Chicken (or Turkey) Corn Chowder

One of my goals with this blog was to write about one of my great passions – cooking (and consequently, eating). And since my kids are always asking me for recipes, it just seemed easier to post them here than to continually write them down and email them. I’m also queen of the “hurl it in a pan and pray” style of cooking; some of my best recipes utilize things laying around the kitchen, including leftovers.

Tonight I was staring at leftover turkey (I roasted one last weekend) and a can of creamed corn I’d gotten on sale. Then I realized I had carrots, onions, potatoes, celery, frozen corn, canned chicken broth and half and half. Turkey corn chowder! One of the ultimate comfort foods of winter, and once you make it yourself you’ll never buy another can of Campbell’s Select. It’s certainly cheaper and most definitely tastier. Coupled with homemade biscuits, which are also a snap to throw together (and will assure you’ll never buy another can of those pre-made things), you couldn’t ask for a more satisfying, cold-weather dinner.

Chicken (or Turkey) Corn Chowder
serves 6 to 8
2 cups chopped, cooked chicken or turkey (leftovers are fine)
2 medium carrots, peeled and sliced
2 stalks celery, sliced
1/2 medium yellow onion, roughly chopped
2 – 3 tablespoons butter
1 large potato, peeled and cubed
2 cans reduced sodium, fat-free chicken broth (or homemade broth if you’ve got it)
2 cups water
1 can creamed corn
1 cup frozen corn
1/2 cup half and half
1/2 cup milk
2 tablespoons all-purpose flour
salt, pepper and garlic powder to taste

In a large pot over medium heat, melt butter; gently sautée carrots, celery and onions until the onion is soft and almost translucent.

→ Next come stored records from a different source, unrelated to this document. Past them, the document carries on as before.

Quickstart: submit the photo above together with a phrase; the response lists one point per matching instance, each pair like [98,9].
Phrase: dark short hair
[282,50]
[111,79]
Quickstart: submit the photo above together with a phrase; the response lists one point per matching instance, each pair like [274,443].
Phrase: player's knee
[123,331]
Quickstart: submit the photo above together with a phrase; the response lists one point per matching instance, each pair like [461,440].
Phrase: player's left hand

Add water, chicken broth and potatoes – raise heat until mixture boils, then lower heat and simmer until potatoes are almost, but not quite, tender, about 10 minutes.

Stir in chicken (or turkey), creamed corn, frozen corn and half and half. Mix the flour into the the milk well with a fork or whisk and stir into soup. Season to taste with salt, pepper and garlic powder. Simmer until the potatoes are done and the mixture is thickened slightly.

Baking Powder Biscuits
makes 8 – 10 biscuits
2 cups all-purpose flour
1 teaspoon salt (I use kosher salt)
4 teaspoons baking powder
3 tablespoons vegetable shortening
3/4 cup milk

Preheat oven to 400 degrees.

Sift the dry ingredients together. In a large mixing bowl, blend the shortening into the flour with a pastry knife or fork. Make a well in the center. Into this pour all the milk at once. Stir only until all the flour is moistened. Toss on a lightly floured board or counter and knead for 20 seconds. Pat or roll 1/2 inch thick. Cut into rounds and place on an ungreased cookie sheet. Re-roll scraps and continue to cut until all the dough is used. Bake for 10 – 15 minutes or until golden brown.

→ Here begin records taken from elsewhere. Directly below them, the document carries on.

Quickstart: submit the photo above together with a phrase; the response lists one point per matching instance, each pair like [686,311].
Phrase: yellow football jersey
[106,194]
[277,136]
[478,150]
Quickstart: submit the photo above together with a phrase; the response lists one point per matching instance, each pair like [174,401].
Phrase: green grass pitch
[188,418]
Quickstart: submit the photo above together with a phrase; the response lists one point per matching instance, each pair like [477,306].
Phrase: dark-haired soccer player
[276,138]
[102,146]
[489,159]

Day of rest, my Aunt Fannie’s fanny

No, I don’t have an Aunt Fannie – but it sounded cool.

Whoever coined the expression “Sunday is the day of rest” was either a man or just plain crazy.

I slept in until 8:30 a.m. (oh noes! as my oldest would say), then got up and started breakfast, a nice skillet scramble with potatoes, onion, green and red bell pepper, bulk sausage and scrambled eggs. While that cooked, I boiled up the two pounds of Great Northern beans I’d soaked overnight, started a loaf of bread in the bread machine and mixed up the dough for a batch of chocolate chip cookies.

By the time the beans were done, the bread was rising, the cookies were mixed and breakfast was ready. We heated up a few corn tortillas in the microwave and got out the peach salsa and ate. Well, we, the adults, ate – I made Nick scrambled eggs and oatmeal, rotten picky little thing he is (he tried to sneak in a glass of Mountain Dew with this repast – mean old Mom made him drink milk instead).

I let everyone else clean up while I got out three cookie sheets and dropped 3 dozen chocolate chip cookies and put them in the oven to bake. Then I turned around and whipped together some oatmeal cookie dough – by the time the chocolate chip cookies (which spread too much – time to find a new recipe) were done, I was ready to bake 3 dozen oatmeal cookies.

While the oatmeal cookies baked, I dumped the cooked, drained beans in my cast iron dutch oven with some boiling water, salt, mustard, brown sugar, ketchup and a couple of squirts of Worcestershire sauce. Once the oatmeal cookies were done, the oven temp went down to 325 degrees and in went the beans. All of the cookies were cooled on wire racks and stuffed into my two cookie jars. By this time the bread was done, so out of the machine it came to cool on one of the wire racks.

I then realized it was 1 p.m. and I hadn’t even had a shower. And I was tired and my feet hurt.